Ressalte-se que o neoliberalismo foi abandonado nesse meio tempo em quase toda parte, inclusive nos Estados Unidos e na Europa. Encontrou, porém, uma sobrevida entre nós. Como dizia Millôr Fernandes, quando ficam caquéticas, as ideologias vêm morar aqui no Brasil.

Uma curiosidade: o acordo com a União Europeia fica aquém do que seria um acordo de livre comércio para bens e serviços. Mas vai além disso em diversos outros campos, como por exemplo em compras governamentais e na proibição de tributação sobre exportações de minerais críticos.

Alterações no acordo

As alterações obtidas pelo governo Lula foram em três áreas principais: a) certa margem de manobra em compras governamentais; b) algumas exceções à proibição de taxar exportações de minerais críticos; e c) um pequeno alongamento do cronograma de desgravação tarifária no setor automobilístico.

Um ponto essencial, leitor. O que se conseguiu foi algum damage control (controle de prejuízos), e não propriamente vantagens. Esse ponto nem sempre é compreendido. Explico sucintamente.

Em compras governamentais, não temos hoje qualquer restrição à sua utilização como forma de favorecer a produção e a geração de empregos em território nacional. Temos a liberdade de definir margens de preferência para produtores nacionais nas licitações públicas, favorecendo-os relativamente a fornecedores estrangeiras. Pelo acordo com a União Europeia, fica limitado o uso desse instrumento de política desenvolvimento econômico e de política industrial. O que o governo conseguiu foi apenas introduzir exceções setoriais à liberalização. No que diz respeito a compras do Sistema Único de Saúde, agricultura familiar e pequenas empresas, por exemplo, conservou-se o direito de favorecer os produtores nacionais relativamente aos do exterior. Ou seja, limitou-se o estrago, mas a liberalização foi preservada no essencial.

No que diz respeito a minerais críticos, essenciais para áreas estratégicas como economia digital e energia, foi definida uma pequena lista de produtos sobre os quais o governo poderá estabelecer impostos de exportação até um limite de 25%. Ora, hoje o governo pode tributar exportações desses e outros produtos sem exceção e sem pedir licença a ninguém. Isso pode ser importante para garantir o nosso acesso a esses insumos e estimular que a sua elaboração seja feita em solo nacional, no lugar de exportá-los em estado bruto. Como esses minerais são decisivos para a produção em setores de vanguarda, preservar essa margem de manobra teria sido essencial. Obteve-se a título de damage control uma pequena lista sobre a qual impostos serão admissíveis até certo teto.
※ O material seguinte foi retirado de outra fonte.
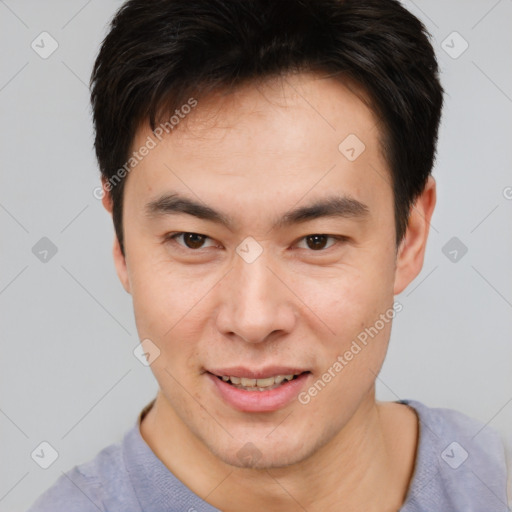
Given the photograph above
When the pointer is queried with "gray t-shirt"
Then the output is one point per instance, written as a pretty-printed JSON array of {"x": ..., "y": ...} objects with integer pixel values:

Quanto à eliminação de tarifas sobre bens industriais pelo Mercosul, adiou-se a redução a zero desse imposto para alguns tipos de veículos. No caso dos carros eletrificados, a eliminação das tarifas se dará em 18 anos. No caso de veículos a hidrogênio, a desgravação passa para 25 anos e para os de nova tecnologia, para 30 anos. Para os demais setores industriais, permanece o prazo original de 15 anos. Depois desse período, a indústria brasileira, com as exceções mencionadas, ficará exposta à concorrência desimpedida com a indústria europeia, que conta com acesso a fontes de financiamento e economias de escala muito mais vantajosas.

Na verdade, leitor, era impossível melhorar suficientemente o acordo fechado no tempo de Bolsonaro. Não era recomendável aceitar ponto de partida tão desfavorável para a retomada dos entendimentos com os europeus. Melhor teria sido simplesmente abandonar o acordo, como fez recentemente a Austrália em negociação semelhante com a União Europeia. E explorar outros caminhos para incrementar as relações econômicas com os europeus de forma equilibrada e mutuamente benéfica.

O que ganhamos?

Repito a pergunta que fiz nos meus artigos anteriores. O que exatamente ganhamos com esse acordo, mesmo modificado? Não estou falando em damage control, mas em vantagens concretas. Essa pergunta nunca foi respondida.